Todos se volvieron hacia él, sin comprender lo que pretendía decir. El príncipe Hipólito miró alrededor con alegre sorpresa. Tampoco él, como los demás, comprendía el significado de sus palabras. Durante su carrera diplomática había observado más de una vez que las frases dichas sin venir a cuento resultaban muy ingeniosas; y precisamente por ello había dicho ahora lo primero que le vino a la lengua. “Tal vez resulte bien, y si no, ya sabrán arreglarlo”, pensó. Y, en efecto, en medio del silencio embarazoso que se produjo, entró en la sala aquel personaje no lo suficientemente patriótico a quien Anna Pávlovna deseaba convertir. Sonriendo a Hipólito y amenazándolo con el dedo, invitó al príncipe Vasili a venir a la mesa, le llevó dos candelabros, el manuscrito y le rogó que comenzara a leer. Todos guardaron silencio.
—“Muy augusto Soberano y Emperador— comenzó severamente el príncipe Vasili, mirando a todos como para asegurarse de que nadie tenía nada que objetar. No se oyó ni una sola palabra. —La primera capital del reino, Moscú, la nueva Jerusalén, recibe a su Cristo— subrayó la palabra su— como una madre que, teniendo en brazos a sus fieles hijos, prevé a través de las tinieblas la espléndida gloria de tu imperio y canta entusiasta: ¡Hosanna! ¡Bendito seas!”

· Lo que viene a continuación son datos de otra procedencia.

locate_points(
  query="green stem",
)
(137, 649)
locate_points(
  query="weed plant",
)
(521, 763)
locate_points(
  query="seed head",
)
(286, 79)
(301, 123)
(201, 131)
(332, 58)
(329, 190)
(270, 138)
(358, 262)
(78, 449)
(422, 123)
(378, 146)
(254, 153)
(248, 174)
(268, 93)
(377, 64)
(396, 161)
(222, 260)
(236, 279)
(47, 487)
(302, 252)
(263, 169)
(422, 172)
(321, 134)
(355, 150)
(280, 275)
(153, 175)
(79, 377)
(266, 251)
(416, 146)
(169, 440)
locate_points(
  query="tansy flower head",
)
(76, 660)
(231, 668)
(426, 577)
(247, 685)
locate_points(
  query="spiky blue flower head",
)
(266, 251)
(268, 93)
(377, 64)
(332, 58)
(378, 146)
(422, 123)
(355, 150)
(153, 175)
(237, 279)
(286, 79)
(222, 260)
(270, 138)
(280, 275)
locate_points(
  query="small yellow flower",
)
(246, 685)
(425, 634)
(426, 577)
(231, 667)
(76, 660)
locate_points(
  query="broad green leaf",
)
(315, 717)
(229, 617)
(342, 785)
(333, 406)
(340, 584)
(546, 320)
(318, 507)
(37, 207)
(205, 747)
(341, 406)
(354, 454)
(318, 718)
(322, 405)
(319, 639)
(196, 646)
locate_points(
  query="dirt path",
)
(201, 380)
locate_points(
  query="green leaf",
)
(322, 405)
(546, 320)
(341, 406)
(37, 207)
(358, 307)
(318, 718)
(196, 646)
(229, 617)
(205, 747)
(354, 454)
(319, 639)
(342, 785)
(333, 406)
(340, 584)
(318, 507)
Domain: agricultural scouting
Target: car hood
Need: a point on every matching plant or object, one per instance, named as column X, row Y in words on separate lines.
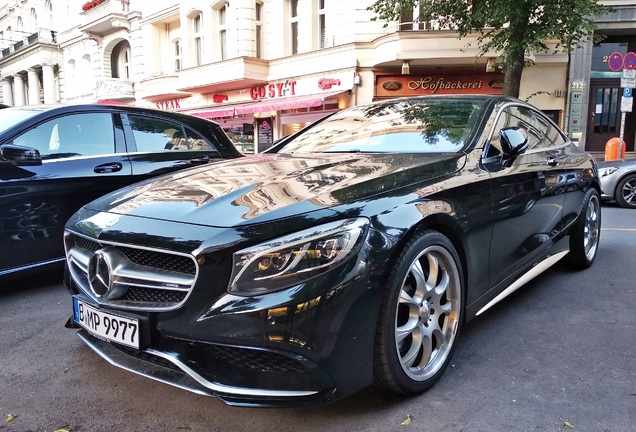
column 268, row 187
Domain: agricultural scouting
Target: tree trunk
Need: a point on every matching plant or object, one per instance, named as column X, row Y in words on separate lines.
column 513, row 69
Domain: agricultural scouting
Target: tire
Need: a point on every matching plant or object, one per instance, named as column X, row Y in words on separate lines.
column 585, row 234
column 421, row 315
column 625, row 194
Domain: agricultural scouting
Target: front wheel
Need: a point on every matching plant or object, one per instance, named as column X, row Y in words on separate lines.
column 585, row 234
column 626, row 192
column 421, row 314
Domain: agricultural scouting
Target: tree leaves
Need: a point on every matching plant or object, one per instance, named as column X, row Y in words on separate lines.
column 512, row 28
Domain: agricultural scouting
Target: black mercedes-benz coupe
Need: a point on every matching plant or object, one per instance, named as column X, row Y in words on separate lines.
column 54, row 159
column 350, row 254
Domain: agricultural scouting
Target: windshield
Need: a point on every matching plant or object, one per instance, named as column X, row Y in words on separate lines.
column 10, row 117
column 423, row 125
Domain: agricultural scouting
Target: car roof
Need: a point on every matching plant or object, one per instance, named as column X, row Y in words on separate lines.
column 107, row 107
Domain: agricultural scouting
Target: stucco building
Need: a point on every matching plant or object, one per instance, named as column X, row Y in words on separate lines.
column 264, row 68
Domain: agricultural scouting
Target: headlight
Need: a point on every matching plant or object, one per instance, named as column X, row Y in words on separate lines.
column 602, row 172
column 295, row 258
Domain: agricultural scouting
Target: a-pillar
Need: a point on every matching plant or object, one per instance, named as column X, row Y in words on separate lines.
column 18, row 90
column 48, row 84
column 7, row 92
column 34, row 87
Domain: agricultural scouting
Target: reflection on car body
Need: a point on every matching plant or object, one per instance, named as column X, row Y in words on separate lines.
column 352, row 253
column 55, row 159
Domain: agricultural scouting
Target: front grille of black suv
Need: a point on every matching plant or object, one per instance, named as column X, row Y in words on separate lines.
column 145, row 279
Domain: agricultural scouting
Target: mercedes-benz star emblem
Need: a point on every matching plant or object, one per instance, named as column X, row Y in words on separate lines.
column 99, row 273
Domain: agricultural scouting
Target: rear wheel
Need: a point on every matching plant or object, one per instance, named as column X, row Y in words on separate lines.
column 421, row 313
column 586, row 232
column 626, row 192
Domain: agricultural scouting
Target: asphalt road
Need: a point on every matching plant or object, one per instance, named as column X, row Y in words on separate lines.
column 559, row 354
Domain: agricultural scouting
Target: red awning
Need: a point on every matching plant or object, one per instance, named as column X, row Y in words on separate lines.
column 286, row 103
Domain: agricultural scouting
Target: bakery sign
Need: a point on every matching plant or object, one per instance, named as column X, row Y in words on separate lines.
column 435, row 84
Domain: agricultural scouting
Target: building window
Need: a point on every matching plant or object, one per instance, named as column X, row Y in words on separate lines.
column 177, row 54
column 259, row 30
column 120, row 61
column 198, row 40
column 33, row 21
column 293, row 25
column 222, row 14
column 322, row 25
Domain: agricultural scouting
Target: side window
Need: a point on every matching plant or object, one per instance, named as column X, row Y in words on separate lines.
column 197, row 142
column 86, row 134
column 156, row 135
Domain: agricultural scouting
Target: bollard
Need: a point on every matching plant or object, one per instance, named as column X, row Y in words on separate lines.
column 611, row 149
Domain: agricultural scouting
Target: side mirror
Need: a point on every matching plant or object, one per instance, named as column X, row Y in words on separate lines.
column 514, row 142
column 19, row 155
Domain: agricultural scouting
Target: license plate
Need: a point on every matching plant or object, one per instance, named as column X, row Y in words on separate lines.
column 106, row 325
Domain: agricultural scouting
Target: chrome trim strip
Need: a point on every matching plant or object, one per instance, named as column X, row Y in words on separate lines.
column 527, row 277
column 31, row 266
column 166, row 376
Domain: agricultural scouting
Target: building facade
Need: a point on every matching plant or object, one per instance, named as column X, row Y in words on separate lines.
column 261, row 68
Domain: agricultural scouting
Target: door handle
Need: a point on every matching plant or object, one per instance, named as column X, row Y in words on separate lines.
column 200, row 160
column 109, row 167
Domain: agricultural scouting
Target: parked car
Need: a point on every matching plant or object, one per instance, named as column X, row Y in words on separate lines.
column 618, row 181
column 352, row 255
column 53, row 160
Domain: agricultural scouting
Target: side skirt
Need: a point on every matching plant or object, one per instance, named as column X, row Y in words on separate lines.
column 527, row 277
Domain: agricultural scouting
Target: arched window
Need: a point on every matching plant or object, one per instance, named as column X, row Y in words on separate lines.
column 120, row 61
column 293, row 26
column 198, row 39
column 48, row 7
column 70, row 78
column 178, row 53
column 259, row 30
column 33, row 21
column 222, row 21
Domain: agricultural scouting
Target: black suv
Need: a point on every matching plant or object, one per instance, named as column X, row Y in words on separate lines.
column 53, row 160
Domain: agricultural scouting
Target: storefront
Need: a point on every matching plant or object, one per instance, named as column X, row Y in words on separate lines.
column 255, row 117
column 389, row 86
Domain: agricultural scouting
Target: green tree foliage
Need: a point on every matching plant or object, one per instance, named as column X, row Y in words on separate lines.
column 509, row 27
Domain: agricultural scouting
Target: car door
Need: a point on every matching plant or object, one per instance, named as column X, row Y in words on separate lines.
column 527, row 199
column 80, row 162
column 160, row 145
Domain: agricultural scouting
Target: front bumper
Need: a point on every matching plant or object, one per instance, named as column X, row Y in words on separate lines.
column 166, row 367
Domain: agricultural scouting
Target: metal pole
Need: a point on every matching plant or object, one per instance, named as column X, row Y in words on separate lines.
column 620, row 143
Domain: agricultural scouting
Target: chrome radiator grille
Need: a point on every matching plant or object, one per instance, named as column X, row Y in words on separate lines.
column 129, row 277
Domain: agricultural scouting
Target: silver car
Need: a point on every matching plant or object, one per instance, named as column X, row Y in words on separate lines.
column 618, row 181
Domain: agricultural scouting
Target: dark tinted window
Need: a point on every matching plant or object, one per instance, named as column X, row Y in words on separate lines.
column 153, row 134
column 86, row 134
column 414, row 126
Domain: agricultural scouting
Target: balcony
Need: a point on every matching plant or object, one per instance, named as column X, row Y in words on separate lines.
column 115, row 89
column 161, row 87
column 105, row 17
column 42, row 36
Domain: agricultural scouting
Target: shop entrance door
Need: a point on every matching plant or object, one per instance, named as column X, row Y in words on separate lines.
column 605, row 116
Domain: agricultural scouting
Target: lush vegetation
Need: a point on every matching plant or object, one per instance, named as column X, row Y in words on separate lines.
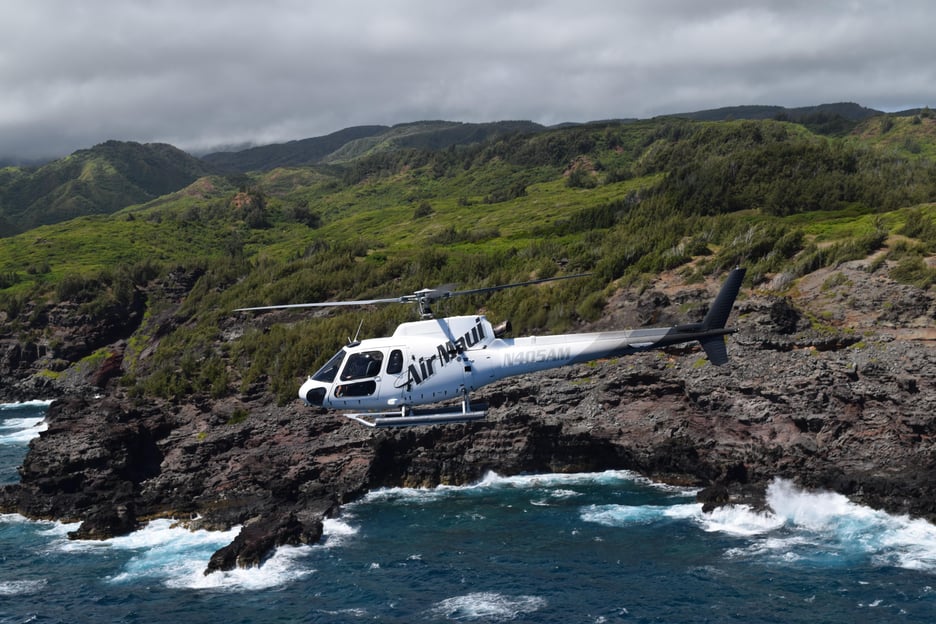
column 621, row 201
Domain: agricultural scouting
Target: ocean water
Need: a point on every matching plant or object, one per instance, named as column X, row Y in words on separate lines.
column 591, row 548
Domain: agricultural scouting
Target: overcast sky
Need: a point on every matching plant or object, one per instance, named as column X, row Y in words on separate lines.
column 204, row 73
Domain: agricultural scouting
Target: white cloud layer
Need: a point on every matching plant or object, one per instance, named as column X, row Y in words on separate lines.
column 214, row 72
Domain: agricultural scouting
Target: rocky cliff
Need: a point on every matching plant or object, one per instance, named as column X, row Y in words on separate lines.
column 833, row 387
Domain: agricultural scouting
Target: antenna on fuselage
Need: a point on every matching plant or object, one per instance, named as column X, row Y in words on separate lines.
column 357, row 334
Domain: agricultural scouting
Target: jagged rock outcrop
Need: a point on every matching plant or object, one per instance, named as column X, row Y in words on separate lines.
column 851, row 409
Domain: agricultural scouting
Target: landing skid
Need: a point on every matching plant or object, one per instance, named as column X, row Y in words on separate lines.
column 410, row 417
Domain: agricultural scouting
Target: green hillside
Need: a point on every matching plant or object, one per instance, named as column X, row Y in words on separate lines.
column 623, row 201
column 100, row 180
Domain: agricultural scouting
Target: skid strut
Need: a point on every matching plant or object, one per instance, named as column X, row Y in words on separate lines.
column 409, row 417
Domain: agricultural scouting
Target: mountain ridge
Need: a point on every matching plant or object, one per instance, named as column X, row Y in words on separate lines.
column 115, row 174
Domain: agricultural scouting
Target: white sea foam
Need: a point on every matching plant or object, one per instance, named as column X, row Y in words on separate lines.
column 177, row 557
column 21, row 430
column 488, row 606
column 20, row 588
column 283, row 567
column 494, row 481
column 25, row 404
column 336, row 531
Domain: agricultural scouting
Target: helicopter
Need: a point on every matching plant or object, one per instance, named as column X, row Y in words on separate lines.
column 382, row 382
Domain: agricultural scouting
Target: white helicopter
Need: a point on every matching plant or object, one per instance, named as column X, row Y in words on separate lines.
column 383, row 380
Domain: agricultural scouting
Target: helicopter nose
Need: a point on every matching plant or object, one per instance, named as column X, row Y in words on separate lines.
column 312, row 393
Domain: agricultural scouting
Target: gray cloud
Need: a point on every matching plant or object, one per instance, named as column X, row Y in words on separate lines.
column 202, row 74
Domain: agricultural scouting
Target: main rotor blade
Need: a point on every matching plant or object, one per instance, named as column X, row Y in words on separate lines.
column 427, row 295
column 477, row 291
column 323, row 304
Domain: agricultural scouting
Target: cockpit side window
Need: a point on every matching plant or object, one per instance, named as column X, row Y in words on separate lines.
column 361, row 365
column 395, row 362
column 328, row 372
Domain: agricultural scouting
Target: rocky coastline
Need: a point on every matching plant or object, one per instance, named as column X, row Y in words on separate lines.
column 833, row 387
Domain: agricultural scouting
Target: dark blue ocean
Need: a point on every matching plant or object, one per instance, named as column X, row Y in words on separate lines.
column 590, row 548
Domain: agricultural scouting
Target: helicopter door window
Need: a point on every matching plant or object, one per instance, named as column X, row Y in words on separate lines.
column 328, row 372
column 395, row 362
column 362, row 365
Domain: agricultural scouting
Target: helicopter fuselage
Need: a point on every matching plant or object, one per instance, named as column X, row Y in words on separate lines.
column 436, row 360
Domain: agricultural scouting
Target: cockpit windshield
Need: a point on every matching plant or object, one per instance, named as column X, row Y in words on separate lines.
column 328, row 372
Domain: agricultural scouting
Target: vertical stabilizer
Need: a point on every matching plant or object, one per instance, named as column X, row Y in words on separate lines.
column 718, row 313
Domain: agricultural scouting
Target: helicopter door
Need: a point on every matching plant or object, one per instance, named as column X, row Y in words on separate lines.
column 360, row 377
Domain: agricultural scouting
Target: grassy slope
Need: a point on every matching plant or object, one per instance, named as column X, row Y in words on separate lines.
column 370, row 242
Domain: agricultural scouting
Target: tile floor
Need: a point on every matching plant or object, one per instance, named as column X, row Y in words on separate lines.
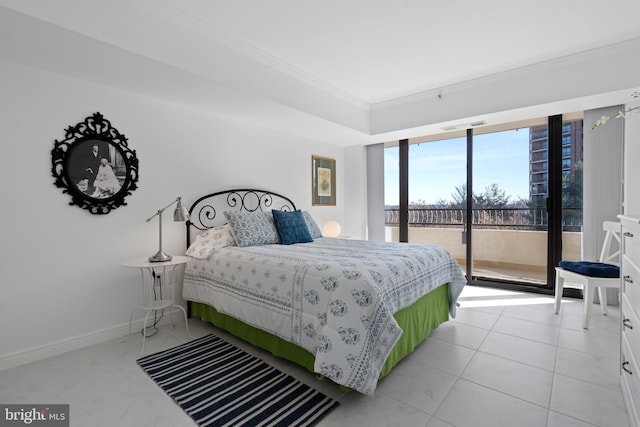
column 506, row 360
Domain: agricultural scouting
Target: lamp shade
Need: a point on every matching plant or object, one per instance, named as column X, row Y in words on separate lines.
column 331, row 229
column 180, row 214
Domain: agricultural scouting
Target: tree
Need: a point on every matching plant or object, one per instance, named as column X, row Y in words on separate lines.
column 572, row 196
column 492, row 198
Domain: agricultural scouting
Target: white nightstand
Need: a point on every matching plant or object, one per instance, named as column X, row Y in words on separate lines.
column 150, row 303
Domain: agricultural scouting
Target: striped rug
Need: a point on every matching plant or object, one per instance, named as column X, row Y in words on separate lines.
column 217, row 384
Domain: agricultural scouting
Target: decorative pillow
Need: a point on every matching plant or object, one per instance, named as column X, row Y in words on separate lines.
column 211, row 239
column 314, row 230
column 291, row 227
column 252, row 228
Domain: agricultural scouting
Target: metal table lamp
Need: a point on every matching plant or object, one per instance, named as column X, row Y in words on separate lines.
column 179, row 215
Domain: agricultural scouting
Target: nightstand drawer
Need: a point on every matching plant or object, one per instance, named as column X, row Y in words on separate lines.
column 630, row 324
column 630, row 382
column 631, row 283
column 631, row 243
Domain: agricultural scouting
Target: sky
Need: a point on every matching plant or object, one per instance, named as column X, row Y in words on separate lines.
column 436, row 168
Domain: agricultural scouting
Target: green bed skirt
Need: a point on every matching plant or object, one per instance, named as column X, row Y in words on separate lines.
column 417, row 322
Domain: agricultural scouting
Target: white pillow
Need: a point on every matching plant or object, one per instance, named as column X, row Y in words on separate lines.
column 252, row 228
column 212, row 239
column 312, row 225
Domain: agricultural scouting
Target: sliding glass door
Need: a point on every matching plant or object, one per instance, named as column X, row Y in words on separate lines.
column 437, row 177
column 502, row 231
column 509, row 209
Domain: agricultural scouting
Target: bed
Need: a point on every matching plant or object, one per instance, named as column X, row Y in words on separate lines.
column 343, row 308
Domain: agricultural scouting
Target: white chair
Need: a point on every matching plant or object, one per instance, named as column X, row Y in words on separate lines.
column 593, row 275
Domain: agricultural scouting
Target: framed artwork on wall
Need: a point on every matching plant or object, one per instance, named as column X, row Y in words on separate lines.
column 94, row 165
column 323, row 171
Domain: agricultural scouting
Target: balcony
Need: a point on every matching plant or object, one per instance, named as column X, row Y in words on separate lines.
column 508, row 244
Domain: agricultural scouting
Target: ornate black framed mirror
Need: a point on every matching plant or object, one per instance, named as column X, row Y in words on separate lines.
column 94, row 165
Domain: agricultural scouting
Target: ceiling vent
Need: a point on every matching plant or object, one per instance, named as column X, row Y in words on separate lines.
column 464, row 125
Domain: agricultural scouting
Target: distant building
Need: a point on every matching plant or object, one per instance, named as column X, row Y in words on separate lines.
column 539, row 157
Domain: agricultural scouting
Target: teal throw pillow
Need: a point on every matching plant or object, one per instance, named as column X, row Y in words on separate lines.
column 291, row 226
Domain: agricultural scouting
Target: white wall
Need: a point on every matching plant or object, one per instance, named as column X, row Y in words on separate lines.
column 62, row 283
column 631, row 162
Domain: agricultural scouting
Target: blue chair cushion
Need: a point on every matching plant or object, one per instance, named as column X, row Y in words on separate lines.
column 591, row 269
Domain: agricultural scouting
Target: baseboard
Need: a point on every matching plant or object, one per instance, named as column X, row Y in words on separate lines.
column 66, row 345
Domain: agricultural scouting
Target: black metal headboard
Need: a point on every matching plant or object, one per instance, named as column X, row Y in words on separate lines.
column 206, row 212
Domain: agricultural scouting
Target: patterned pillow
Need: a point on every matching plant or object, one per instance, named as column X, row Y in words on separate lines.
column 207, row 242
column 291, row 227
column 252, row 228
column 312, row 225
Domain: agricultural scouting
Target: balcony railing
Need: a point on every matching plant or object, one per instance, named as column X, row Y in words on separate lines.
column 499, row 218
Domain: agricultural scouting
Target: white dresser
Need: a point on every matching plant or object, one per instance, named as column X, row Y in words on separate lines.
column 630, row 316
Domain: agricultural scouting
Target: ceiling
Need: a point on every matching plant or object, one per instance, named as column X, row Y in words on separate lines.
column 355, row 72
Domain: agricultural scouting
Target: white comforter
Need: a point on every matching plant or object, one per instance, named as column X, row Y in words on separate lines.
column 333, row 297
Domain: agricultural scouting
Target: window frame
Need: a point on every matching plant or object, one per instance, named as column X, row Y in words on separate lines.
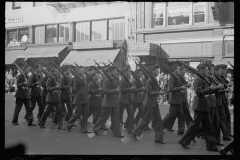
column 205, row 12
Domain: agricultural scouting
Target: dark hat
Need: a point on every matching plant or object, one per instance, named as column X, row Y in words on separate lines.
column 174, row 66
column 137, row 71
column 153, row 67
column 110, row 68
column 203, row 65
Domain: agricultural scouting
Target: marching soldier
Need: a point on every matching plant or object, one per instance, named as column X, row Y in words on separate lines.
column 95, row 97
column 36, row 92
column 201, row 109
column 109, row 105
column 124, row 99
column 80, row 101
column 175, row 100
column 23, row 97
column 52, row 99
column 152, row 109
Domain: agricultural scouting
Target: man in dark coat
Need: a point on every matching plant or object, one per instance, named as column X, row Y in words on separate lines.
column 80, row 101
column 152, row 109
column 175, row 100
column 23, row 97
column 36, row 92
column 109, row 105
column 52, row 99
column 201, row 108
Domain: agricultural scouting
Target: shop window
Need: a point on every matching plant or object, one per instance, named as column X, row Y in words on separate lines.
column 99, row 30
column 39, row 34
column 178, row 15
column 158, row 14
column 51, row 33
column 116, row 29
column 64, row 31
column 82, row 31
column 198, row 12
column 16, row 5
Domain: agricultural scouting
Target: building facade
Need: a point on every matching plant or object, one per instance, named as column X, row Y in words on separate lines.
column 187, row 31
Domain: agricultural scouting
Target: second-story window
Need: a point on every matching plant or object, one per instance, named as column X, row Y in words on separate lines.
column 99, row 30
column 16, row 5
column 64, row 30
column 116, row 29
column 82, row 31
column 51, row 33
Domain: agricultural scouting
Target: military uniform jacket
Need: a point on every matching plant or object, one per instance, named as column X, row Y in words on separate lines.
column 35, row 89
column 151, row 94
column 175, row 96
column 22, row 93
column 201, row 101
column 94, row 95
column 80, row 91
column 52, row 92
column 124, row 95
column 110, row 94
column 136, row 96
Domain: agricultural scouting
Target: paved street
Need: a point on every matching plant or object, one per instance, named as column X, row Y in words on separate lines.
column 53, row 141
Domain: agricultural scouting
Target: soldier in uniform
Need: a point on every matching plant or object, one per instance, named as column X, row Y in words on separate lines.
column 136, row 96
column 80, row 101
column 124, row 99
column 23, row 97
column 175, row 100
column 109, row 105
column 95, row 97
column 36, row 92
column 66, row 95
column 152, row 109
column 52, row 99
column 201, row 109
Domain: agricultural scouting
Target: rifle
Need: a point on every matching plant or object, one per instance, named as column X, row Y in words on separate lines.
column 106, row 74
column 113, row 75
column 25, row 78
column 231, row 65
column 120, row 72
column 170, row 72
column 196, row 72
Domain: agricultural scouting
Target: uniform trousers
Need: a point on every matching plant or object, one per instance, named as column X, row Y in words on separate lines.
column 140, row 111
column 39, row 102
column 19, row 104
column 80, row 109
column 115, row 124
column 158, row 128
column 129, row 108
column 204, row 118
column 223, row 121
column 46, row 113
column 175, row 110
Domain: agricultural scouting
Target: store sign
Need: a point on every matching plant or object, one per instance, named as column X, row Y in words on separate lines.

El príncipe Vasili pronunció estas últimas palabras con voz llorosa. Bilibin examinaba atentamente sus uñas; otros parecían turbados y se preguntaban en qué consistiría su culpa. Anna Pávlovna anticipó en un susurro, como las viejas hacen con las preces de la comunión: “Que ese Goliat arrogante y audaz…”.
El príncipe Vasili siguió leyendo:
—“Que ese Goliat arrogante y audaz, llegado de las fronteras de Francia, rodee las tierras de Rusia con los horrores de la muerte. La humilde fe, como la honda del David ruso, derribará de improviso la cabeza de su orgullo sanguinario. Ofrendamos a Vuestra Majestad esta imagen de San Sergio, el secular defensor del bien de nuestra patria. Lamento que mis exiguas fuerzas me priven del placer de contemplar y admirar vuestro augusto rostro. Elevo al cielo fervientes plegarias para que el Omnipotente dé fortaleza a la generación de los justos y cumpla todos los deseos de Vuestra Majestad.”
—Quelle force! Quel style!— dijeron todos, en alabanza del lector y del autor del mensaje.
Exaltados por aquella lectura, los invitados de Anna Pávlovna comentaron durante largo rato la situación de la patria, haciendo diversas suposiciones acerca del éxito de la batalla que habría de librarse uno de aquellos días.
—Vous verrez[552] cómo mañana, cumpleaños del Emperador, nos llegan buenas noticias. Lo presiento— dijo Anna Pávlovna.